Para melhorar o atendimento feito à população, o governo do Estado deve providenciar a contratação de enfermeiros sem a necessidade imediata de realização de concurso público – em razão da relevante necessidade de interesse público -, de modo a suprir a deficiência hoje existente. Também deve proceder ao correto remanejamento da equipe técnica de enfermagem a fim de atender a demanda de pacientes nos períodos matutino, vespertino e noturno, bem como estabelecer escala de plantões.

Outra regularização a ser providenciada é a adequação da estrutura física do hospital para acesso de portadores de necessidades especiais. A Secretaria de Estado de Saúde deve ainda apresentar plano de manutenção, operação e controle (conforme a portaria da Associação Nacional de Vigilância Sanitária nº. 3.523/98); efetuar reparos necessários nas paredes e demais partes da estrutura física do hospital; e efetuar manutenção nos aparelhos de ar-condicionado de toda a unidade hospitalar, providenciando aparelhos reserva para caso de estrago ou reparos.

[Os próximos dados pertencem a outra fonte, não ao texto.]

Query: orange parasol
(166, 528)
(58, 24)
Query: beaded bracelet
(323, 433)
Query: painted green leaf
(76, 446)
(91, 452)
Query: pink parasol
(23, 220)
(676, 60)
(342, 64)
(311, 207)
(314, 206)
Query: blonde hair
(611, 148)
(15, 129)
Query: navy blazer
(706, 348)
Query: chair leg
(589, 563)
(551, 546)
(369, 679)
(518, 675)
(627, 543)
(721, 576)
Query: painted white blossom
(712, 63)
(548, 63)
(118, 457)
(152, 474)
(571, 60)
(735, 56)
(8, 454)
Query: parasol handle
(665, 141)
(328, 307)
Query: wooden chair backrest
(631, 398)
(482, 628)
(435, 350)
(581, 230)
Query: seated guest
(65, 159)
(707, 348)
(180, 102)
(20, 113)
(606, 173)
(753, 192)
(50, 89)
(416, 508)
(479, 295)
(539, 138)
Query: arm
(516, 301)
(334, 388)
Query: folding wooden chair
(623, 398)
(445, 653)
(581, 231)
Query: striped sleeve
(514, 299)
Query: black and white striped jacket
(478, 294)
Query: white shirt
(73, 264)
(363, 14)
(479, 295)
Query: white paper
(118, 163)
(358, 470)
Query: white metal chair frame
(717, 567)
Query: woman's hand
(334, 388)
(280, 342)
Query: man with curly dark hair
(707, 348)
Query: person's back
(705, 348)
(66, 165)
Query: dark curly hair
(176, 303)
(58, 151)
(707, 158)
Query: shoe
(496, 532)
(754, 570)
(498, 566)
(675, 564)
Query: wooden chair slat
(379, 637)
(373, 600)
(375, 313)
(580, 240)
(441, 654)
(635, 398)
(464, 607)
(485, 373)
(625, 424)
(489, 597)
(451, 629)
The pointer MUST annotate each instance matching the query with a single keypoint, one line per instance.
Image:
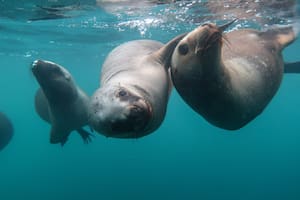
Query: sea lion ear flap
(285, 35)
(223, 27)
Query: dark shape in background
(6, 130)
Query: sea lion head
(201, 47)
(55, 81)
(120, 112)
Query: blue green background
(186, 158)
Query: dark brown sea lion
(229, 84)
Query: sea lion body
(229, 84)
(60, 101)
(134, 89)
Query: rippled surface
(186, 158)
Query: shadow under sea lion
(231, 84)
(60, 102)
(6, 130)
(134, 89)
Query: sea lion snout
(135, 122)
(119, 114)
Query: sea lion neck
(164, 54)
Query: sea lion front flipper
(41, 105)
(293, 67)
(86, 136)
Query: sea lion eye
(122, 93)
(183, 49)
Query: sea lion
(229, 85)
(60, 101)
(134, 89)
(6, 130)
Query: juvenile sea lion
(60, 101)
(229, 85)
(134, 92)
(6, 130)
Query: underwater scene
(186, 153)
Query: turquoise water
(186, 158)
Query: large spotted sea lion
(229, 84)
(134, 89)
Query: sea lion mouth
(135, 123)
(120, 116)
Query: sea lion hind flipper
(85, 135)
(284, 35)
(292, 67)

A juíza Maria Mazarelo determinou também que o Estado apresente cópia dos alvarás de funcionamento e sanitário referentes ao exercício de 2007; adquira quantidade necessária de extintores de incêndio; retifique a iluminação de emergência e os indicativos de saída que não estão funcionando; regularize a situação das caixas de hidratantes com defeito e sem as chaves de engate rápido; conserte o sistema de alarme e bomba de incêndio; e conserte, reforme e mantenha em manutenção permanente todos os equipamentos quebrados e mal conservados do hospital.

O Hospital Regional de Rondonópolis atende a 19 municípios, ou seja, cerca de aproximadamente 500 mil pessoas. Entre janeiro a agosto deste ano, foram realizadas 2.587 cirurgias no local (598 cirurgias eletivas, 1.263 cirurgias de urgência e 726 cirurgias de emergências). Além disso, foram atendidos, entre janeiro e setembro, 62.236 pacientes e realizadas 3.707 internações.

“É nesse sentido que registro a importância e a relevância do Hospital Regional de Rondonópolis, que necessita, neste momento, ver melhoradas as condições técnicas e humanas, sobretudo do quadro de enfermagem, para continuar prestando, com excelência, o tão desejado atendimento gratuito hospitalar, garantido na Constituição Federal”, assinala.

Por fim, a juíza Maria Mazarelo determinou que a Secretaria de Saúde providencie a locação ou aquisição de imóvel para servir de almoxarifado para os medicamentos, hoje estocados nos corredores do hospital; adquira medicamentos necessários para suprir a farmácia do hospital; e providencie a compra de materiais e equipamentos para o completo funcionamento do laboratório. O policiamento na unidade hospitalar também deverá ser restabelecido.